2.2. Topological Features of Networks

The degree $k_{i}$ of the node i is defined as the number of sides connected to the node. In an undirected and unauthorized network, the mathematical formula for degree can be expressed as follows:

k_{i} = \sum_{j = 1}^{N} a_{i j}, (4)

where $a_{i j}$ is the element of connection matrix A and N is the total number of nodes. Then, we can get the average degree k of the whole network as follows:

k = \frac{1}{N} \sum_{i = 1}^{N} k_{i} (5)

The clustering coefficient is a coefficient that measures the degree of network aggregation, which can be formulated as follows:

C = \frac{1}{N} \sum_{i = 1}^{N} \frac{2 | e_{i} |}{k_{i} (k_{i} - 1)}, (6)

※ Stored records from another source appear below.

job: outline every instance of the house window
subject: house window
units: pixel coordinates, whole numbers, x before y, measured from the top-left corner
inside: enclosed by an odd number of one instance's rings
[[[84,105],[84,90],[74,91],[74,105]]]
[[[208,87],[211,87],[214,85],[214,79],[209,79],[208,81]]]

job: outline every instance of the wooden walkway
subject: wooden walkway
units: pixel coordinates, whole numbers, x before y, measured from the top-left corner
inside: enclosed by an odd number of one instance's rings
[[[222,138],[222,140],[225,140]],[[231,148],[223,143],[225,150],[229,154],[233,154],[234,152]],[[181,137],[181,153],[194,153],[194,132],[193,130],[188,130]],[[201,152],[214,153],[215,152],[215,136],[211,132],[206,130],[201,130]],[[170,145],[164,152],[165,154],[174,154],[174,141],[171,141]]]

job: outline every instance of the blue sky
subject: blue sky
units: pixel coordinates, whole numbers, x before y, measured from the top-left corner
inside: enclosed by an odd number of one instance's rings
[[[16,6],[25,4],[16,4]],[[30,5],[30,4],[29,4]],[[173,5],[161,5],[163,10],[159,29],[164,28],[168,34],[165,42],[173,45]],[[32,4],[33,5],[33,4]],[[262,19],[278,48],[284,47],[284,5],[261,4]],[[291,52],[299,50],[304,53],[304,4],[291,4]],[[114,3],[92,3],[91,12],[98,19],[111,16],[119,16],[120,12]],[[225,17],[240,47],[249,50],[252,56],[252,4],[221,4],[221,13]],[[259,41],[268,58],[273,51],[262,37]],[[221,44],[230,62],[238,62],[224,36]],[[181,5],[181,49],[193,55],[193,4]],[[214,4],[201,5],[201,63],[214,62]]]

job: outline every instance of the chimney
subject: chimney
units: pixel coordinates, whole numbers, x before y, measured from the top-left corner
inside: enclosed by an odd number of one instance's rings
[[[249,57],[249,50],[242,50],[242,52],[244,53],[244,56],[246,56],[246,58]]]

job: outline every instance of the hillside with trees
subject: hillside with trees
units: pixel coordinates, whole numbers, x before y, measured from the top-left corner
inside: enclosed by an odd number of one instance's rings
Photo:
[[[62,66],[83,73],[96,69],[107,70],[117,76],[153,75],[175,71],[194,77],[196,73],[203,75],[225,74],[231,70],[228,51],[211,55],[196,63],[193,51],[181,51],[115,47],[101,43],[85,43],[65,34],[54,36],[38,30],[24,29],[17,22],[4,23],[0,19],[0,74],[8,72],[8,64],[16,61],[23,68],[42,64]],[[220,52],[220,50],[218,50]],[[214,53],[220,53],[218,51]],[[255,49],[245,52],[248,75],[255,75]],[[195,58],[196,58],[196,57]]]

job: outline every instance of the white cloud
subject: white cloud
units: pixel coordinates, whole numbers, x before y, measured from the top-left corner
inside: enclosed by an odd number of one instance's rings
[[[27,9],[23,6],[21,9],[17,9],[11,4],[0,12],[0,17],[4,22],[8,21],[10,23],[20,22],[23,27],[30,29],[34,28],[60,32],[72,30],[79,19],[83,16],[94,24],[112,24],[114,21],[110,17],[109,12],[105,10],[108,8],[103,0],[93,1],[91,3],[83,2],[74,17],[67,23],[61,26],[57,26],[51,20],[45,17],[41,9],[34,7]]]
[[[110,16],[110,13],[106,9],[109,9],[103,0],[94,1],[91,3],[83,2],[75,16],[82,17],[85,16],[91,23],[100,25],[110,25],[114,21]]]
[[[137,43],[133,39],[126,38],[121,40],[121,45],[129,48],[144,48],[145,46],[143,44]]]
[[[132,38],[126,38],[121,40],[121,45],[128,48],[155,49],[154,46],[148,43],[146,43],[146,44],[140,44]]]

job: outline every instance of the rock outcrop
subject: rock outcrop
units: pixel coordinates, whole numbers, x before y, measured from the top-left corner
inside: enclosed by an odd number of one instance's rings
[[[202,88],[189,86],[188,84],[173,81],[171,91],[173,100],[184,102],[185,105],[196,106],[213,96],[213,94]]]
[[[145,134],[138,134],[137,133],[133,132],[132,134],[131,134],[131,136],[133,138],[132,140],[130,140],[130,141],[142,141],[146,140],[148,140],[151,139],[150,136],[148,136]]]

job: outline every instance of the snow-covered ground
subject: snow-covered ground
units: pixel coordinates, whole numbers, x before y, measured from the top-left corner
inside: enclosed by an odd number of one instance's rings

where $| e_{i} |$ represents the number of connected edges between nodes in the neighborhood of node i (i.e., the number of triangles formed by node i and other two nodes in its neighborhoods) and $k_{i}$ is the degree of node i. In general, the clustering coefficient of the network quantifies the connection between nodes in the network with $C \in [0,1]$ . If $C = 1$ , all points in the network are connected. If the value of C is relatively small, the network connection is loose.

3. Experimental Results

In this section, we combine the daily number of confirmed cases in Wuhan, South Korea, Russia, and Germany to build the networks and analyze the epidemic situation in the four regions through the topological characteristics of the networks.

3.1. Data Processing

We use the daily number of diagnoses from January 22, 2020 to May 16, 2020 as the data set. So, for each region, we can get the total number of diagnoses per day for 116 days. First, from (1), the data are processed to calculate the 115-day daily diagnosis growth rate for each region. Then, using a sliding window of 9 days and a step size of 1 day, the time series data are divided into 107 periods, and 107 networks are constructed with nine nodes in each period. Figure 2 shows the networks at the 43rd day of the four regions. The more connections the network has, the greater the change is of the 9-day growth rate. It should be emphasized that few connections cannot only indicate the control period of the disease but also the period of early outbreak.

FIGURE 2

FIGURE 2. Networks at the 43rd day of the four regions. The number of connections in the network reflects the change degree of nine-day growth rate.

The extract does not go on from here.